I’ve also grown more conscious about what it took for me to get to this place of awareness: time and knowledge; willingness to learn, unlearn, and relearn; and being able to see myself in others.

  

This deeper understanding ignited disorder where there once was order. The journey of reordering is one of learning and growth. One of the ways that this manifests is as opportunities to choose between the previous order or the reorder. 

 

When I worked for the State of Michigan, connecting marginalized families to programs and services, it was transactional. The rules were hard and fast and there was no room for creativity or to draw on what was known beyond the eligibility rulebooks. I was good at it but unfulfilled, so I left and took a pay cut to teach first grade. I taught for one year. I was very fulfilled serving as a lead teacher. When I was asked to take classes for a teaching certification, I was disappointed.
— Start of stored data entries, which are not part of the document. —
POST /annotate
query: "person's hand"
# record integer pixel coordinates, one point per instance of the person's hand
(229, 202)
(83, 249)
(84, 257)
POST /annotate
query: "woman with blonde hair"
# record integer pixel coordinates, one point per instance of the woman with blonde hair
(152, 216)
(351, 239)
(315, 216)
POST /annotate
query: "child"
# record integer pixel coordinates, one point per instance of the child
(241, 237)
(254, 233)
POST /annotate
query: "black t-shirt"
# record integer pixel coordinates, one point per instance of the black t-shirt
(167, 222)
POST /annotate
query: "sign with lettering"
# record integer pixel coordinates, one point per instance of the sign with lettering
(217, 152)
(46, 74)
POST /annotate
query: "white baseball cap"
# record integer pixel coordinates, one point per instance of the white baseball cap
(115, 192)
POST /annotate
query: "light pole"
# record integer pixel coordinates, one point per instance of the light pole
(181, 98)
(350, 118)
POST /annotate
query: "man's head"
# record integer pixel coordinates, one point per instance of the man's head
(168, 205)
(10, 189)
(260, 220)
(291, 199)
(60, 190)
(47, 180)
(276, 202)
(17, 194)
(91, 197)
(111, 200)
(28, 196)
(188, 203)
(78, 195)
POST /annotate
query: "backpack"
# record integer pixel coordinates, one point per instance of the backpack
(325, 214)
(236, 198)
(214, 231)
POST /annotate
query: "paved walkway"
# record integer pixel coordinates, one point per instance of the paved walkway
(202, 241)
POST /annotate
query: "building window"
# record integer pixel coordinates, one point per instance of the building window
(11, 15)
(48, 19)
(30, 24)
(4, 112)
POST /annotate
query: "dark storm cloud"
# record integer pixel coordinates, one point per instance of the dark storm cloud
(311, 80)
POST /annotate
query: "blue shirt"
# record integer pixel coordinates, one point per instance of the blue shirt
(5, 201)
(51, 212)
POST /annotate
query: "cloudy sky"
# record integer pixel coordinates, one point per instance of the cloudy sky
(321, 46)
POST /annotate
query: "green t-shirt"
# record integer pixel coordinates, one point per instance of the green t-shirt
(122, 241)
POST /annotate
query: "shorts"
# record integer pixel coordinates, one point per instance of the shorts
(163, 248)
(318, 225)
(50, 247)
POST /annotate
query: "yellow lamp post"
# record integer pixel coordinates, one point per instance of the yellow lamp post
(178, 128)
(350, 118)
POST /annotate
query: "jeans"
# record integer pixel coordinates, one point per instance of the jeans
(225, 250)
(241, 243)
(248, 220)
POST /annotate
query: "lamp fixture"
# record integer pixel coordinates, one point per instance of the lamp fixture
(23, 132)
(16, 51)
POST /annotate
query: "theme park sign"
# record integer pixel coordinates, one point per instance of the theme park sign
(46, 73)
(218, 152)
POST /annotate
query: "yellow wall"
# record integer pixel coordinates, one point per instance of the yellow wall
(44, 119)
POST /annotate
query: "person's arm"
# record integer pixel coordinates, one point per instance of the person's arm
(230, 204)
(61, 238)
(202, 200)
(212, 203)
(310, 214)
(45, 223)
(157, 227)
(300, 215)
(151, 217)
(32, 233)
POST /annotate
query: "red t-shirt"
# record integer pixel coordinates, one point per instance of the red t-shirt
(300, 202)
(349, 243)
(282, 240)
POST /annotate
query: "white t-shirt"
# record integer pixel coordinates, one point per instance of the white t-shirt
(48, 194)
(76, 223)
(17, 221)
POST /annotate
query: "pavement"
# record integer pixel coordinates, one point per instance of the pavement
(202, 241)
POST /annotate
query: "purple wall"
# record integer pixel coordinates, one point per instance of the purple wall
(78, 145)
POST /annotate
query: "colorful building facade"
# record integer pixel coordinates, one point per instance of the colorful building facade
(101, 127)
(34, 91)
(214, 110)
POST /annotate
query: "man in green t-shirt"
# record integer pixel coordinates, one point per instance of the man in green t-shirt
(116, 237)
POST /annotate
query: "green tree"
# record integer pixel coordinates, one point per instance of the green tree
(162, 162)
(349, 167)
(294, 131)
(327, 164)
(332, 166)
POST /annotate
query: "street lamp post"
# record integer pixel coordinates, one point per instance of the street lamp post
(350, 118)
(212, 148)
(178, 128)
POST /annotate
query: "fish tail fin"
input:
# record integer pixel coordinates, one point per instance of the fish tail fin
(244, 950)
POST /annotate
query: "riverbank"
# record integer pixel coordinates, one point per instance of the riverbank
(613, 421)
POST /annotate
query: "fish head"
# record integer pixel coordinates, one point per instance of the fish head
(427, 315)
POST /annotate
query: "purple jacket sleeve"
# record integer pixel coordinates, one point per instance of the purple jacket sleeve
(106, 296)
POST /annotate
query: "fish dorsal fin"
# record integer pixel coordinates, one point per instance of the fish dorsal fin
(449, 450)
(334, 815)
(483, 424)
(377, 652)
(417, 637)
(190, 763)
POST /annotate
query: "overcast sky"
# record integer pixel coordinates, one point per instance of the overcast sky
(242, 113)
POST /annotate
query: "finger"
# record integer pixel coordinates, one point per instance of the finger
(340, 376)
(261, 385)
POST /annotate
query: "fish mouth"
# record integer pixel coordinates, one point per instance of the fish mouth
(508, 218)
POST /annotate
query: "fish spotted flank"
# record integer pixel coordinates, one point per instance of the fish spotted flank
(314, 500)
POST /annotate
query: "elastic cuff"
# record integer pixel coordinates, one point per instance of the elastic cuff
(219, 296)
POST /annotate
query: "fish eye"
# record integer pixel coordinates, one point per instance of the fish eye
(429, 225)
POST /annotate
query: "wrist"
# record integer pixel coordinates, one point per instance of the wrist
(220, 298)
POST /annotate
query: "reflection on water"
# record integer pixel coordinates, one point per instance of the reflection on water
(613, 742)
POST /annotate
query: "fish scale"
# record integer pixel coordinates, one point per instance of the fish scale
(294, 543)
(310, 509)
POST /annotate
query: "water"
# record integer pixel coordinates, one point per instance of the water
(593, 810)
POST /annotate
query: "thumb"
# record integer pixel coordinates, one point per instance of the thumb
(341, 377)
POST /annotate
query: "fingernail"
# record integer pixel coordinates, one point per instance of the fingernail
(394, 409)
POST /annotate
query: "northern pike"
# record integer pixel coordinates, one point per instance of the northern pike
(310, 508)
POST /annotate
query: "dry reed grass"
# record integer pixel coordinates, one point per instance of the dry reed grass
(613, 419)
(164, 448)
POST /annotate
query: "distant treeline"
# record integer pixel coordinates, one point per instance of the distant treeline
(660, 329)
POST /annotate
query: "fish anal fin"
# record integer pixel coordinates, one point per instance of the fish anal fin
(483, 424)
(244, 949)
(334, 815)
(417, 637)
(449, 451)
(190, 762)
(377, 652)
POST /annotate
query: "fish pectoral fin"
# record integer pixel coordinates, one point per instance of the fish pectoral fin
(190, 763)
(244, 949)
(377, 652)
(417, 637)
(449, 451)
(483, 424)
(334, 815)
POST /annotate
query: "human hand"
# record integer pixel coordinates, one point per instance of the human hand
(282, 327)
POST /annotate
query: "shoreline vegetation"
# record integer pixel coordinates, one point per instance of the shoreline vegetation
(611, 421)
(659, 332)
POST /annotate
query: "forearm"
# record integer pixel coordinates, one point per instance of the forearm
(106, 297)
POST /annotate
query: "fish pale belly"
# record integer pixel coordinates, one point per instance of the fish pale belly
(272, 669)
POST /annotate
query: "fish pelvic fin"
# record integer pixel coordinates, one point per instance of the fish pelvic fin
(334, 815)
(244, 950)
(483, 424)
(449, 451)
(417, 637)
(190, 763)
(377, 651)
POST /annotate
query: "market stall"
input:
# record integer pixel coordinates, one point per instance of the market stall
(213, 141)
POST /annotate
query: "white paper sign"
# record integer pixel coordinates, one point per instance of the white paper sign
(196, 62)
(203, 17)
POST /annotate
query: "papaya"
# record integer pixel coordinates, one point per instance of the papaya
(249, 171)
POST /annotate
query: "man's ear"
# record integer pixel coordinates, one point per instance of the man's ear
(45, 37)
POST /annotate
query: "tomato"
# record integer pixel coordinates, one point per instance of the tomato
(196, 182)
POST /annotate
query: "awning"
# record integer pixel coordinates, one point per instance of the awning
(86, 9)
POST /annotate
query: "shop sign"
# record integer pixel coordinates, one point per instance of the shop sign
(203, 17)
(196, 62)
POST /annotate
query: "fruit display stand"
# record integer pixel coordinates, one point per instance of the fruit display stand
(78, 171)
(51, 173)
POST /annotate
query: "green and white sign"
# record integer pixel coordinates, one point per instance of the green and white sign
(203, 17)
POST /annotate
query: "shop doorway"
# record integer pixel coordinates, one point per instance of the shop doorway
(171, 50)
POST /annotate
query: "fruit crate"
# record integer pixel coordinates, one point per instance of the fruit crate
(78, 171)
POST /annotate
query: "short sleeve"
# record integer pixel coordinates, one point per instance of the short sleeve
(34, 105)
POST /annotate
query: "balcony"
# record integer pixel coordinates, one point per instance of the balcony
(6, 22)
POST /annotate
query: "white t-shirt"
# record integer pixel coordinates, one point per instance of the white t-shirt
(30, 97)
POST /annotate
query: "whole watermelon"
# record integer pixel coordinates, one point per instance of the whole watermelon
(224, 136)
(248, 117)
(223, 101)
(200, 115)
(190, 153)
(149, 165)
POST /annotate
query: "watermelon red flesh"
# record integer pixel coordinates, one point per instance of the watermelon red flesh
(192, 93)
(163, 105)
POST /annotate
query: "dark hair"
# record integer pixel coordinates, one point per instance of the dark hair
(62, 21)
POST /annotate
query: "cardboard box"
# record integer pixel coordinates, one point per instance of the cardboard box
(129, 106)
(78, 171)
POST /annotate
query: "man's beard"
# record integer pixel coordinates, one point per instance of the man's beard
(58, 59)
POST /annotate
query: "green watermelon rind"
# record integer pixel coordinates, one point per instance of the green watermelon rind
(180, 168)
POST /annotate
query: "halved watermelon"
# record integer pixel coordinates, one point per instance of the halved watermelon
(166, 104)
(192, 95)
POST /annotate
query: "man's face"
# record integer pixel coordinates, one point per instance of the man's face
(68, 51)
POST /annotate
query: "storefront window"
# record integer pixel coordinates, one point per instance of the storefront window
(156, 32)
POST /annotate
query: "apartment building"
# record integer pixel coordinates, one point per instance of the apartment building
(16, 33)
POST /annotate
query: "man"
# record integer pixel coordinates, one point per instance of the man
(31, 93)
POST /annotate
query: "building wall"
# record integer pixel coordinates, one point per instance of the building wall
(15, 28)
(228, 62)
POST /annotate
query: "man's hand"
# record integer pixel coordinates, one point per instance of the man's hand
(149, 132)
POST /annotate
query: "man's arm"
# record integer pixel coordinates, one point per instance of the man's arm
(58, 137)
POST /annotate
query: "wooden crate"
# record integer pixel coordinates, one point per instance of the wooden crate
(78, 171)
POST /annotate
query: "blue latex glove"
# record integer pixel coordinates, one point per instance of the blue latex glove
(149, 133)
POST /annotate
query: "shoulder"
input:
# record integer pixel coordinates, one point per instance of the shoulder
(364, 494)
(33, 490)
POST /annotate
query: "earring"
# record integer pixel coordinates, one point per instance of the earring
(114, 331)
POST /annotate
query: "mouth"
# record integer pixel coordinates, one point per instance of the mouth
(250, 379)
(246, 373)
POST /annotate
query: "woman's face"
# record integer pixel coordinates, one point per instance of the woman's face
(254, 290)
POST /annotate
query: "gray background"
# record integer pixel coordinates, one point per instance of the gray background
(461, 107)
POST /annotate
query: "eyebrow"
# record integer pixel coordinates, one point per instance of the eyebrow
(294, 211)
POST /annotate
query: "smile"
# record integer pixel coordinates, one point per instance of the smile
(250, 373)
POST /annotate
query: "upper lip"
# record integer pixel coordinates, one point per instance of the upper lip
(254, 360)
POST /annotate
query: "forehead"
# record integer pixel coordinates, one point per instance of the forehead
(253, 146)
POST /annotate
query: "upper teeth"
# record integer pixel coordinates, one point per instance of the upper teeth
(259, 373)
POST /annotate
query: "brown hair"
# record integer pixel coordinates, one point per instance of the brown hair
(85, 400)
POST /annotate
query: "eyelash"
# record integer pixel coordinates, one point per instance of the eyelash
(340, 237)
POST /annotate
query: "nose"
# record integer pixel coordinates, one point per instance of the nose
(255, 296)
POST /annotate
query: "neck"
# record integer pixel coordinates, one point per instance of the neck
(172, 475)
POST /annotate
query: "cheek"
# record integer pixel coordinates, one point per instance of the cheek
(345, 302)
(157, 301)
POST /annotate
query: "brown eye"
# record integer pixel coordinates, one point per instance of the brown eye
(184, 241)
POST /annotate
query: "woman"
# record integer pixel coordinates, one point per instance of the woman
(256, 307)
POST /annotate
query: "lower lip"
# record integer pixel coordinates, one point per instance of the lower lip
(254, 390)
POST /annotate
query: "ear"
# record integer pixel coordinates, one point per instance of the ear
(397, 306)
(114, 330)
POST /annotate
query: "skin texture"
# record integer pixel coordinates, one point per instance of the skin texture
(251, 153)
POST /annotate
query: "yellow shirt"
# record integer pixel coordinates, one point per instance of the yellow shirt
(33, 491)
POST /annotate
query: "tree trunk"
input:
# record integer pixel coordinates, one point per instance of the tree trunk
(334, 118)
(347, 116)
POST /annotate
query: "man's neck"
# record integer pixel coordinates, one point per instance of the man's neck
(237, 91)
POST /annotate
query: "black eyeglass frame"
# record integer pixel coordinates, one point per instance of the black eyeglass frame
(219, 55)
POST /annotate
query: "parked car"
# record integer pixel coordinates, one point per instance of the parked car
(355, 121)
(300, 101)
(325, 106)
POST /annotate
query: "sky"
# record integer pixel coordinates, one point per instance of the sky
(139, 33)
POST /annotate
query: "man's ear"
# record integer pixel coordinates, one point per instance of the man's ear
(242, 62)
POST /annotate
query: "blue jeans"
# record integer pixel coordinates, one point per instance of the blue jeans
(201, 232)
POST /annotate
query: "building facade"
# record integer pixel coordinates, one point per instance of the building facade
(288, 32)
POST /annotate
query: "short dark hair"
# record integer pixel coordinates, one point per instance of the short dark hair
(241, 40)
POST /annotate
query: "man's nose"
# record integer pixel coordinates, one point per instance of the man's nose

I had just invested four consecutive years finishing undergrad and going to grad school full time—with no summer breaks. I was not willing to return to school to prove that I could do something that I was already doing well. I understood that they had their requirements, though. 

 

My experience with the church I was attending at the time was similar. I taught Sunday school and Vacation Bible School. For me, it was simply relaying established information—no room for interpretation or improvisation.

 

In my thirties, I realized it was time to leave the church I had attended since my teens. During that season, I also realized that we are each God’s gift to the world, with something of value to share. My next spiritual leader, Dr. Rita Johnson, would be the one to lead me to a deeper knowledge of who I am, God’s love for all of creation, and the opportunity and responsibility that each of us has because of the Divine in us. Way too many of us never come to this knowledge. 

 

Years ago, I had a dream that I had information that would save the lives of those working at a tech company that had been targeted for sabotage and bombing. In the dream, I knew the company’s leader well, but still hesitated to tell him because of my practice of hoarding information. I didn’t think he would listen. Ultimately, I ended up telling him. He believed me, and they got everyone out in time. But some were injured. If I hadn’t told him, everyone likely would have been killed. I woke up knowing the interpretation. I prayed that all of us would realize that what we have to offer can be life-giving.

 

Still, it took years to share to the degree that I do today. The challenge continues at times. But my spiritual leader provided me with opportunities to choose, freedom to create, and an environment of love and support. Discovering my unique gifts and talents has had a powerful impact on the journey to know myself. Dr. Rita used her gifts to identify my gifts.

 

Her guidance through that season prepared me for my current work at COTS Detroit in human development and organizational learning. My place of work is a place of creativity, innovation, and love. If you don’t have someone to help you in this type of self-work, there are assessments online. The Myers-Briggs personality assessment can be informative, and a Google search can yield other helpful assessments.

 

I’m grateful I had a teacher like Dr. Rita. When she would bring my attention to behaviors that supported my kind of hoarding, I never felt judged or condemned; rather, it made me want to overcome it. The first profile picture on my Facebook page was an image of my face with a magazine covering everything below my eyes. She pointed out that this reflected my practice of hiding, which was connected to not sharing. Once, a visiting minister walked by me in the choir stand and turned around as if I had called her. She shared a message that confirmed that I needed to change, to stop hoarding and acting in fear. Although she did not use those words, she got her point across. As they say, she gave me the business. 

 

In this second half of life, I’m inspired to share what I have learned from the first half and what I am learning every day. The more I learn, the more I realize what I don’t know and how much there is yet to learn. The more I value sharing, the more opportunities I see to do so, and I see the same acts being done for me.